いつだってへらへらしてるし妙なところでどんくさいしたまにアホっぽいところもあるけど、基本的にはしっかりした人だもんな。

「センパイなら大丈夫ですよ」
「そうかな、そうだったらいいなぁ」

なんだかんだ言いながらも、1人で新しい世界に飛び込んで、そこでちゃんとやっていける。でも、我慢するものじゃない。

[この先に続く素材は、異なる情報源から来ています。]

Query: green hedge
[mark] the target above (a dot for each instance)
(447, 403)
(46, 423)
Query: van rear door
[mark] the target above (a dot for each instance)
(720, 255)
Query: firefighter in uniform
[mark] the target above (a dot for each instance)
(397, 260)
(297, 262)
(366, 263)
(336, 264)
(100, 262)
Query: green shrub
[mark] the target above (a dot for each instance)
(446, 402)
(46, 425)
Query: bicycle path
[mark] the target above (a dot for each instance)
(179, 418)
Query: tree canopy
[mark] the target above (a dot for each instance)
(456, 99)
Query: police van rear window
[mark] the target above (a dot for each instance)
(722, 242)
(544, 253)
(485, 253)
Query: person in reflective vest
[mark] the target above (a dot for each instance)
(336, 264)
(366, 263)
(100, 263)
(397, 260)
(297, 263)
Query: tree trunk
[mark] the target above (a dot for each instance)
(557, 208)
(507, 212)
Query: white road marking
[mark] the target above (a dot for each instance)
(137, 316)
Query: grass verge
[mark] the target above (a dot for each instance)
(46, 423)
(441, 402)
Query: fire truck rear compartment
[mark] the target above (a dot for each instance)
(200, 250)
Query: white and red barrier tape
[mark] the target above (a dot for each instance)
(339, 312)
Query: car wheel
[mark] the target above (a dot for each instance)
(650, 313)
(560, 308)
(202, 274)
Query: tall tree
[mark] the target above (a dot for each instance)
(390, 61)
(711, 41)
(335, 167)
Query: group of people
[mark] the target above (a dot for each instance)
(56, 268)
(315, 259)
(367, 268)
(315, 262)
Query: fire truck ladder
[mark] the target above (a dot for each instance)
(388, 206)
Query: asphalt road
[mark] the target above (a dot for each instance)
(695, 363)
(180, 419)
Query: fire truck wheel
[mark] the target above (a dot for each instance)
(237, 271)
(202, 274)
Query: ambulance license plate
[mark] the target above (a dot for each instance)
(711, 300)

「もしも辛くなったらこうして帰ってきてもいいんじゃないですか」
「…ここに?」
「はい」

辛いときは逃げればいい。無理して頑張ったって意味がない。だから俺は頑張らないし頑張りたくないし、頑張れなんて言わない。

「じゃあまたみんなに会いに来ようかなぁ」
「センパイ、それちょっと違います」
「なにが違うのさぁ」
「そこは「俺に会いに来る」って言うとこですよ」
「え」

でも、このままセンパイが俺の知らないところでコミュニティを形成して、知らないうちに手が届かなくなるなんてまっぴらだ。

「この意味、わかりますよね」

徐々に赤くなる顔を見ながら笑ってる俺は、はたから見たらいじめてるようにでも見えんのかな。
でも仕方ないじゃん。こんなかわいい人目の前にして笑わないでいられるかよ。

「くっ国見ちゃんやっぱりいじわる!」
「そんなつもりないんですけどね」
「そんなこと言う子にはプレゼントあげないからね!」

今度は俺が驚く番だった。

「センパイ、俺の誕生日知ってたんですか?」
「及川に聞いた」

及川さんやたら六坂センパイネタで俺のこといじってきてたからな。
めんどくさくなって塩対応してるうちに落ち着いたと思ってたのに、まさか六坂センパイに俺のこと話してるなんて思わなかった。

「たいしたものじゃないから、ごめんなんだけど」
「いえ、もらえるだけありがたいです」
「そっか」
「はい」

なんだこの空気。

「じゃっじゃあ私帰るね!」
「はい、お疲れ様です」

いままで体験したことのない空気感にむず痒さを覚えてたら、センパイはさっさと帰る宣言をしてきた。

「国見ちゃんは頑張ってね」
「適当にサボります」
「ダメだから!」

もしも彼氏とか、そうでなくても同級生とかなら、練習見てけばとか言えたんだろうか。

「じゃあね」

六坂センパイがそう言うのとほとんど同時に、監督から集合がかかった。

せっかくなら見えなくなるまで見送りたかったけど、さすがに集合を無視するわけにいかない。
だらりと向かいながら、練習が終わったらセンパイにメールでも送ってみようかと考えた。